I think this means we can look at what we’ve trained AI to do to see where our language will evolve:
| AI Alignment Feature | Human Opposite | Example |
|---|---|---|
| Balanced presentation | One-sided advocacy | "This proposal is garbage and everyone knows it." |
| Hedging language | Definitive claims | "Trust me, this approach will fail." vs "This approach might face challenges." |
| Refusal on ethical grounds | Willingness to engage taboos | "Here's how I would steal from my employer..." |
| Safety disclaimers | Raw, unqualified advice | "Just quit your job tomorrow. You'll figure it out." |
| Multiple perspectives | Single, strong viewpoint | "There's only one way to solve this problem." |
| Measured tone | Emotional language | "This policy is fucking insane." |
| General knowledge claims | Personal anecdotes with no data | "I once tried this and it was a disaster." |
| Formal structure | Stream of consciousness | jumping topics rapidly, incomplete sentences, unfinished thoughts, shit like that |
| Universal accessibility | Inside jokes/references | "This reminds me of that thing Dave did at the Christmas party." |
In all the places they don’t let ChatGPT go, that’s where we might best show our humanity.
Is this going to make us dumber?
Here's the problem: because AI writes so "well" (by certain academic or corporate standards), humans will deliberately write worse. We're not becoming dumber, really we're just trying to sound human in a world where we’ve taught rocks to think and speak.

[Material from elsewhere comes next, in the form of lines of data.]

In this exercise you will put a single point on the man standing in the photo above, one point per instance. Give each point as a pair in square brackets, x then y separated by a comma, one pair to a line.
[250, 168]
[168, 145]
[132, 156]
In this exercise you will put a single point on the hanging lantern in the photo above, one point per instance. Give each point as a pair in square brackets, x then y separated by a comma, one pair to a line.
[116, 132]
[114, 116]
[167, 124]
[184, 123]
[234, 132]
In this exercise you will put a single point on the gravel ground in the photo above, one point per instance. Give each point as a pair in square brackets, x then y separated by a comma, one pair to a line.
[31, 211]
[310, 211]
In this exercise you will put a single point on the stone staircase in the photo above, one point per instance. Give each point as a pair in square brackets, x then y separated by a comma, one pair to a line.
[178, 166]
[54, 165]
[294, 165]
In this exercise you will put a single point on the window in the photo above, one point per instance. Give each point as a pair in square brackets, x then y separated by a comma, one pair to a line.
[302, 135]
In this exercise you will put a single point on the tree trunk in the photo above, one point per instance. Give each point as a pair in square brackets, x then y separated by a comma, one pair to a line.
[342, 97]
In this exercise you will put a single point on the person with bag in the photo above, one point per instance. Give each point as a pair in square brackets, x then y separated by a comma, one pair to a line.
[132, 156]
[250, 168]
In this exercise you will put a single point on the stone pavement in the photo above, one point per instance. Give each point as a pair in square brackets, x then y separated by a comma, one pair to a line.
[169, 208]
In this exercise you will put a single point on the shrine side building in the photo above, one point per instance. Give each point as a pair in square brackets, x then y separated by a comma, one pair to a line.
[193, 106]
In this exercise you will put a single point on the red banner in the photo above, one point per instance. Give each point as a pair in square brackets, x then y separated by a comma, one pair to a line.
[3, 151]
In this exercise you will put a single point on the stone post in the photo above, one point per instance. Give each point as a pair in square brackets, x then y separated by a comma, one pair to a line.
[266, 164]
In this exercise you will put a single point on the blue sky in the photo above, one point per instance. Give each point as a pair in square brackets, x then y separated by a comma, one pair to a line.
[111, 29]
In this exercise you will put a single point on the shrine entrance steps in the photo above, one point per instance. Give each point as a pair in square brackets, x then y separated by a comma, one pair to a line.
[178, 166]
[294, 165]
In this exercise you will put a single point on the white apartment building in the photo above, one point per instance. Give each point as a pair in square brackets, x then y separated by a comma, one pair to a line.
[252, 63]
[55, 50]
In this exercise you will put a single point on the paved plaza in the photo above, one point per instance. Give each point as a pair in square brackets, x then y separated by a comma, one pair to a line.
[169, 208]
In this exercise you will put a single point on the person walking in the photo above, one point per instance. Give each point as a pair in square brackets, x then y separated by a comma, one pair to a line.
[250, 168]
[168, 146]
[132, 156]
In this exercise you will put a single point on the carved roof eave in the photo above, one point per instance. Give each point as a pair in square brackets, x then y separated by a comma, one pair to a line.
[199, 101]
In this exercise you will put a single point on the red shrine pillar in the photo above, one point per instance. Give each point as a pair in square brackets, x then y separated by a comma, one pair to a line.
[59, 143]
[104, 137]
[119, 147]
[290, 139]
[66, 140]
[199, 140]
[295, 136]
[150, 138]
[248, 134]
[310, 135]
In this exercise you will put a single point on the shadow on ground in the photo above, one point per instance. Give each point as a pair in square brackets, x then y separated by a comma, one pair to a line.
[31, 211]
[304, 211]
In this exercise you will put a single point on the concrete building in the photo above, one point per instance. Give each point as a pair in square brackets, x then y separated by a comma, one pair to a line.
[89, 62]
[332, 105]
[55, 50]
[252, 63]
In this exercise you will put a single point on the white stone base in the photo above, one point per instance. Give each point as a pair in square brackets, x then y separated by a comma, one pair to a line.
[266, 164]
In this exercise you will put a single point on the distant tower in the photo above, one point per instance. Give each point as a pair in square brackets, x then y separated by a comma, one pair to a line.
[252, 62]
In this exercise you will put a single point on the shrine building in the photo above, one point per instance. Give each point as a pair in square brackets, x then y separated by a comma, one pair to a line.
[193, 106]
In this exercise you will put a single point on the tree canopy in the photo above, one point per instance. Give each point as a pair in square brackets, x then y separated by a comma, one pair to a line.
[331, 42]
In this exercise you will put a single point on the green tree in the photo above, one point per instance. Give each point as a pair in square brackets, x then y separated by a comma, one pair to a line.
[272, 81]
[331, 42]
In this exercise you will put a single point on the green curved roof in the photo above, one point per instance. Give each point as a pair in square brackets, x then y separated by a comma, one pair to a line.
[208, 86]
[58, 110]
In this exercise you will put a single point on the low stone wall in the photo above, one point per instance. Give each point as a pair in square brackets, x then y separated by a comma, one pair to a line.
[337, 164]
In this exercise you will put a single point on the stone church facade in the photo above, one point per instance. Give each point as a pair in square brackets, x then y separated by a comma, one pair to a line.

As shown in the examples in that chart above, our writing is probably going to get rougher because smooth sounds fake. Language is utilitarian, never static. It will evolve to solve the challenges of the day. When machines can produce perfect essays and emails, perfect essays and emails become worthless signals of humanity. Informality will become necessary, and paradoxically, will become a formal requirement.
This has happened in other areas; a pattern of informality becoming formal over time isn't new. Blue jeans were once pure workwear, then became symbols of rebellion, and now are acceptable in most offices. The casual becomes formal, and new casual styles emerge.
So, whatever style sets us apart from the machines will eventually become the new standard, and will then be mimicked by AI, forcing future generations to find fresh ways to signal authenticity. So, I wouldn’t consider that dumbing down but rather a deliberate, even intelligent rejection of what can be mass-produced by algorithms. But man, we are all gonna sound so stupid.
All I know is that I was right
Look, I called it. AI is fucking up writing norms, and now we're all scrambling to sound human.
The em dash is dead. "Delve" is dead. Bullet points are suspect. All because ChatGPT loves that crap too much.
So what happens next? Messier, weirder, more abrupt writing, probably. As I joked about in my tweet, those f-bombs in business emails are coming. Shit, at this rate, Tourette's may be considered an unfair advantage in business writing by 2026. It's not about being ruder, but about being authentically human by breaking all of the norms the machines follow.
Want some unsolicited advice on navigating this mess? Here are “five key techniques” for not sucking ass like a robot:
- Use AI for the boring shit. First drafts, research summaries, whatever. Use it to start, then start throwing it out.
- Break patterns deliberately. If you notice three perfectly balanced paragraphs, make some changes.
- Cut transition phrases mercilessly. "Moreover" and "furthermore" scream robot.
- Trust your weird impulses. Being weird and strange still reads like a human.
- Indulge your ego. You can be confident, or insecure. Just don’t be neutral or boring.
So, You might as well write how you want. Break some rules. Or don't. Language evolves whether we like it or not. The robots will catch up regardless.
I was right about all of this, by the way. Did I mention that?